Crazy German animal rights activists

By Michael J.W. Stickings

This is Knut.

He's a three-month old polar bear cub at a zoo in Berlin. His mother rejected him and he's been raised by hand by a zookeeper. (See Der Spiegel for more, including a photo gallery.)

He is extraordinarily popular. And yet some want him dead. Who?

Various animal rights activists who think that "[r]aising him by hand is not appropriate to the species but rather a blatant violation of animal welfare laws," to quote one of them. The director of another German zoo, in Aachen, even argued that it isn't "appropriate for the species that the little polar bear is being raised on a bottle".

Huh? What?

I know, that was my reaction, too. Apparently this is rather common practice: killing baby zoo animals who for whatever reason cannot fend for themselves.

But come on.
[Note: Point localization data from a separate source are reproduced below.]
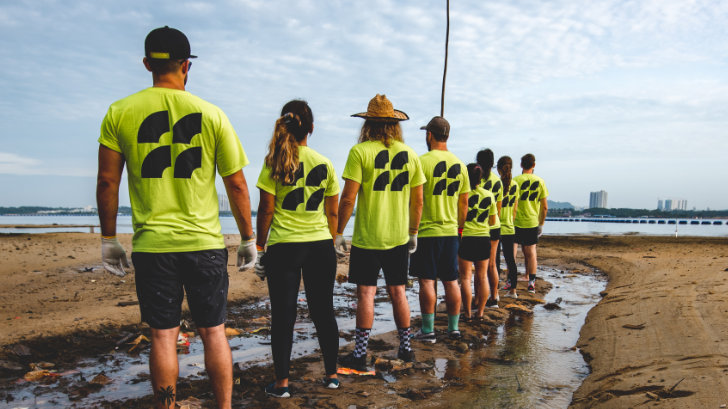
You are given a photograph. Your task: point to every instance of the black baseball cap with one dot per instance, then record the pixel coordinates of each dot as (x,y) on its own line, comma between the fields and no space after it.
(438,125)
(166,43)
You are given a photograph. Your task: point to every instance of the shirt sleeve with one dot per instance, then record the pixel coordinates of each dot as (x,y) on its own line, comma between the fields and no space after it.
(108,136)
(230,156)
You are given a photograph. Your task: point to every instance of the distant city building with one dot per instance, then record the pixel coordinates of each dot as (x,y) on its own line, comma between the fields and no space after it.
(223,204)
(598,199)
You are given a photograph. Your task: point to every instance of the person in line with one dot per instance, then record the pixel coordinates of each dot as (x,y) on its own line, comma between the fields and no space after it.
(531,209)
(299,199)
(443,213)
(475,242)
(508,231)
(386,176)
(172,142)
(492,183)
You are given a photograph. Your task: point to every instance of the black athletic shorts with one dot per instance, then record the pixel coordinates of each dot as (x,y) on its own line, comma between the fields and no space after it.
(436,257)
(474,248)
(163,278)
(527,237)
(364,265)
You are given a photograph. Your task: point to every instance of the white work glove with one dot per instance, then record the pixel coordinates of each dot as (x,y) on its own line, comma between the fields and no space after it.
(412,243)
(340,245)
(246,255)
(113,256)
(259,267)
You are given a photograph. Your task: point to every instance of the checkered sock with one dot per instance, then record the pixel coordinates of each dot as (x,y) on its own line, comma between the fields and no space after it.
(361,342)
(404,339)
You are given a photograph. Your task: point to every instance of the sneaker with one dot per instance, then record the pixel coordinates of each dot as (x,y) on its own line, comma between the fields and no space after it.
(425,336)
(271,390)
(331,383)
(406,355)
(352,362)
(492,303)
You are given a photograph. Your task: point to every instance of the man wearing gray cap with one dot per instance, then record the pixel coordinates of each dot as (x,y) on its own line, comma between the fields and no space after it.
(443,212)
(172,143)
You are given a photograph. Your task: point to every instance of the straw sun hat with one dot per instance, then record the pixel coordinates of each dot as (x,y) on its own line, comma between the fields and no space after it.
(381,109)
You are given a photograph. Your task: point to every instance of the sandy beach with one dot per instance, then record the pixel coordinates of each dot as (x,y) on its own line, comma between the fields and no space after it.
(655,338)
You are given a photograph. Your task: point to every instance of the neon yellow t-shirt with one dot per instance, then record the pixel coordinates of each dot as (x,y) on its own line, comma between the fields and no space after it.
(506,216)
(447,179)
(386,176)
(299,208)
(173,142)
(494,185)
(481,205)
(531,190)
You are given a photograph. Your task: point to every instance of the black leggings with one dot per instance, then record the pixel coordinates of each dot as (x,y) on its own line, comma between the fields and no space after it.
(284,263)
(507,242)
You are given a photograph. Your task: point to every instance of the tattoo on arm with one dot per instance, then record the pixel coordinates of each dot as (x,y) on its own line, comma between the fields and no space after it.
(165,395)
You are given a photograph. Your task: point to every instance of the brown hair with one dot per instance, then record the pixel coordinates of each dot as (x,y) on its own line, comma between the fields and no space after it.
(383,131)
(505,166)
(295,123)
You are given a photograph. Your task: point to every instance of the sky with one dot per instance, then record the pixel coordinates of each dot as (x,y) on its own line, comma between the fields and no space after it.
(630,97)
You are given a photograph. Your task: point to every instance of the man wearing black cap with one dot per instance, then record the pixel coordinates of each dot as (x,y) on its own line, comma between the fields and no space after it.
(444,210)
(172,142)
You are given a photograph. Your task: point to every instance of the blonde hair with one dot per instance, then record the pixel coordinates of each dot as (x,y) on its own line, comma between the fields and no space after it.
(383,131)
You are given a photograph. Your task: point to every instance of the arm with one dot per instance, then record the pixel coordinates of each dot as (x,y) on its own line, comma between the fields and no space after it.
(462,209)
(266,206)
(416,201)
(237,190)
(346,205)
(111,166)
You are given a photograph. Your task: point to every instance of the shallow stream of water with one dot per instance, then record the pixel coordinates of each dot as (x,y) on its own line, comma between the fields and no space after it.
(529,361)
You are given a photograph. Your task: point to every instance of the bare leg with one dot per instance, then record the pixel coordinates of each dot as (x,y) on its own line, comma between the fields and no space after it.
(164,367)
(219,364)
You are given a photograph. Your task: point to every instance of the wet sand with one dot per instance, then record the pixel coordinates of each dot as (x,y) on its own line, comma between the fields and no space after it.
(661,321)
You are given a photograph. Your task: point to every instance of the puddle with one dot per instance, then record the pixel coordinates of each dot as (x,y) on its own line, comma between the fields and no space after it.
(528,361)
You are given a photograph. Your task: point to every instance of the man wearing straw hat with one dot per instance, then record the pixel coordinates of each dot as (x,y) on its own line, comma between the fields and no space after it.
(387,177)
(444,211)
(172,143)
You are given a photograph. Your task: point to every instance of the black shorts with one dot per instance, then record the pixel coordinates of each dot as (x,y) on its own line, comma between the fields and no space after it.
(436,257)
(364,265)
(163,278)
(527,237)
(474,248)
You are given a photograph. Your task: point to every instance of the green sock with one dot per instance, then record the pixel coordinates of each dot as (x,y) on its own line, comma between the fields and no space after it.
(428,323)
(452,322)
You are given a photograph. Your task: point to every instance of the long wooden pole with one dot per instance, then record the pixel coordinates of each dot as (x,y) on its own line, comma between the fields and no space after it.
(444,73)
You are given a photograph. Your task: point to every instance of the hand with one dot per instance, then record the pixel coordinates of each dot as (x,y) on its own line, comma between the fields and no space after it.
(340,245)
(246,255)
(113,256)
(412,243)
(259,267)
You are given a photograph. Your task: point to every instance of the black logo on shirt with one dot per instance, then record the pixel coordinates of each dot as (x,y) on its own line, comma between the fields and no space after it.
(400,181)
(159,159)
(314,178)
(478,208)
(443,185)
(529,191)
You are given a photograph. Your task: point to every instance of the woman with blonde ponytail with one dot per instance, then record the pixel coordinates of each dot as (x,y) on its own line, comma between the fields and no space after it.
(298,204)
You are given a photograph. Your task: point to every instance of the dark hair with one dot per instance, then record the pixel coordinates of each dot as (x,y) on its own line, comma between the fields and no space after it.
(528,161)
(475,173)
(485,159)
(295,123)
(505,167)
(161,67)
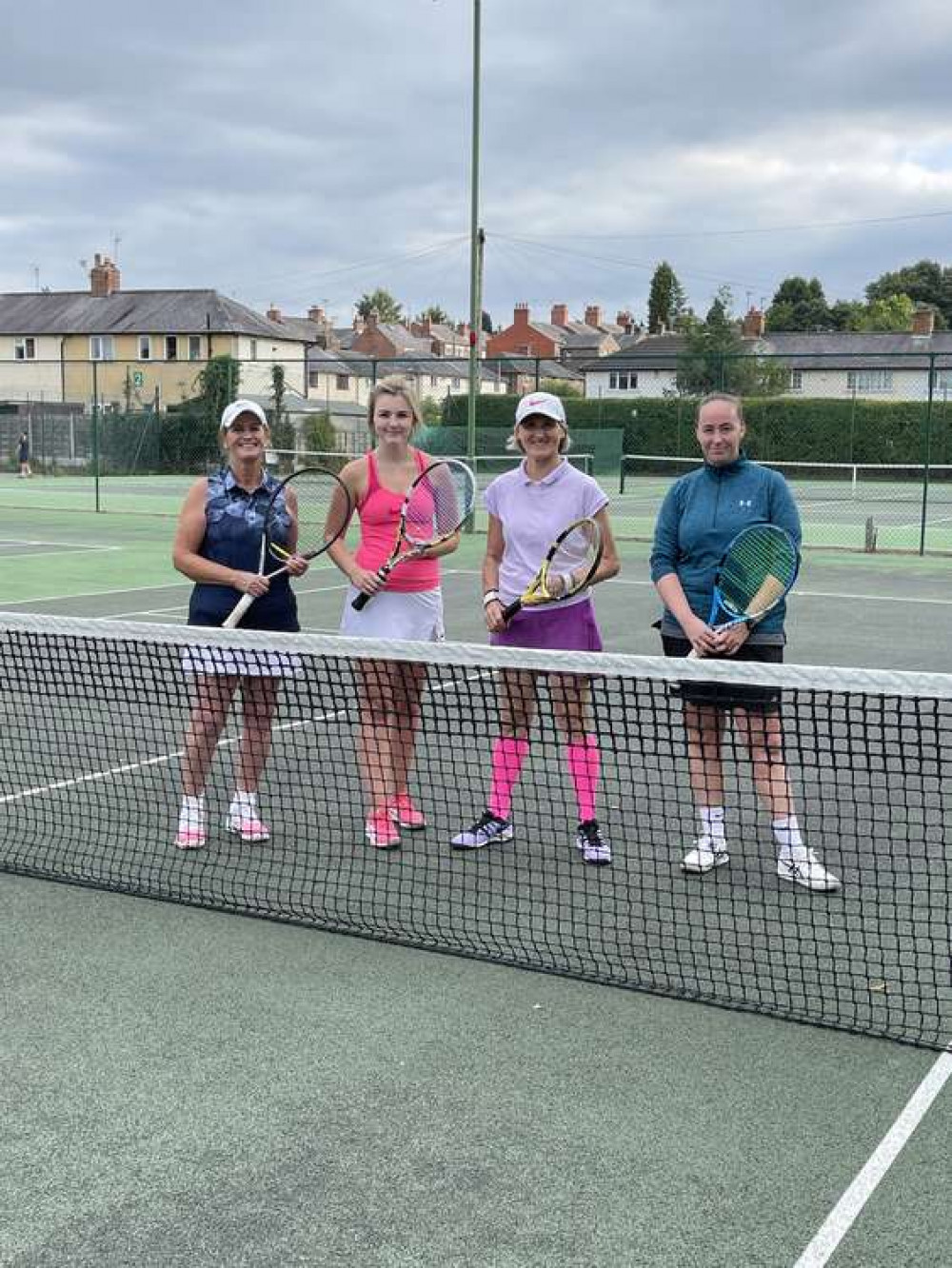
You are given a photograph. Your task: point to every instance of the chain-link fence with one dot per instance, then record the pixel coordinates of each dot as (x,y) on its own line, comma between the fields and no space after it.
(864,442)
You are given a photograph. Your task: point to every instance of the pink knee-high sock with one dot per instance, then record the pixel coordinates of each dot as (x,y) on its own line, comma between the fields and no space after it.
(507,761)
(585,766)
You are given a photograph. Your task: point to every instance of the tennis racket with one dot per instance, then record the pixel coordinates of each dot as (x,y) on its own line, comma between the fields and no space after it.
(757,571)
(306,514)
(566,568)
(438,504)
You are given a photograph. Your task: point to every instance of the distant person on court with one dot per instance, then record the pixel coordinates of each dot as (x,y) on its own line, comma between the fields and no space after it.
(528,507)
(23,455)
(702,514)
(218,546)
(407,606)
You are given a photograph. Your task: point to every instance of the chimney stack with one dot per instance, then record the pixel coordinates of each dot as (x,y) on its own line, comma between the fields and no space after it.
(753,324)
(103,277)
(923,322)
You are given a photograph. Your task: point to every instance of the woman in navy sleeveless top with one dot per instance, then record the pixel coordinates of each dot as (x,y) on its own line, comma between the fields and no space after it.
(217,545)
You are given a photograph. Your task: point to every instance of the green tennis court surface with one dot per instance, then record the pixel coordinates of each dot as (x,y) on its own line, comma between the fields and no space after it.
(244,1092)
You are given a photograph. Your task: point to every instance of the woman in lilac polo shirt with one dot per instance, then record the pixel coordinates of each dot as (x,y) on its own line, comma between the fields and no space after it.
(527,508)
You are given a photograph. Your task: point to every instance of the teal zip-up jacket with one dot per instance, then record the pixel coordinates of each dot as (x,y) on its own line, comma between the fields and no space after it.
(700,516)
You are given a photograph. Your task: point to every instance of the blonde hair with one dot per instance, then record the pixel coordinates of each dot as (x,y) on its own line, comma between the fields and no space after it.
(394,386)
(513,446)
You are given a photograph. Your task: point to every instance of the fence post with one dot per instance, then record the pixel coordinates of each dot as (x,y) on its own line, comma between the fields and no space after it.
(95,435)
(927,451)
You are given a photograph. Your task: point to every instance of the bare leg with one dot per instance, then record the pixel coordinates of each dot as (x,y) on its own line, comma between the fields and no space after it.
(259,698)
(213,698)
(764,738)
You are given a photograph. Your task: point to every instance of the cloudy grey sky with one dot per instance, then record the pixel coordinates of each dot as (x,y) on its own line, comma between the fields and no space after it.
(307,151)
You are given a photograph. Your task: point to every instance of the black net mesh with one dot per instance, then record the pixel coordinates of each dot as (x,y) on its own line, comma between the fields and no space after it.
(95,713)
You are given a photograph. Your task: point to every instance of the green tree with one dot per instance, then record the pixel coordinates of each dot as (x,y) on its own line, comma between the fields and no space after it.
(381,302)
(894,312)
(318,434)
(925,283)
(562,386)
(217,385)
(665,300)
(436,315)
(282,426)
(714,358)
(847,313)
(799,305)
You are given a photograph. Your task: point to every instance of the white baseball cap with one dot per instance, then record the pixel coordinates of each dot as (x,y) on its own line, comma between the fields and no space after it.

How insane is that?

Surely the humane treatment of one member of a species doesn't enganger the entire species. And surely there is some other solution to the "problem" than animal infanticide. Surely it should be in the realm of "animal welfare laws" for humans to take care of animals who have been rejected by their mothers or who otherwise find themselves alone. Surely an animal like Knut is precisely what the animal rights movement needs to attract widepread public attention to the welfare of animals.

And given all the animal abuse out there in the world, all the real abuse that should concern animal rights activists, why focus on poor Knut?

Let him live. Celebrate him. And do your part in safeguarding the welfare of animals.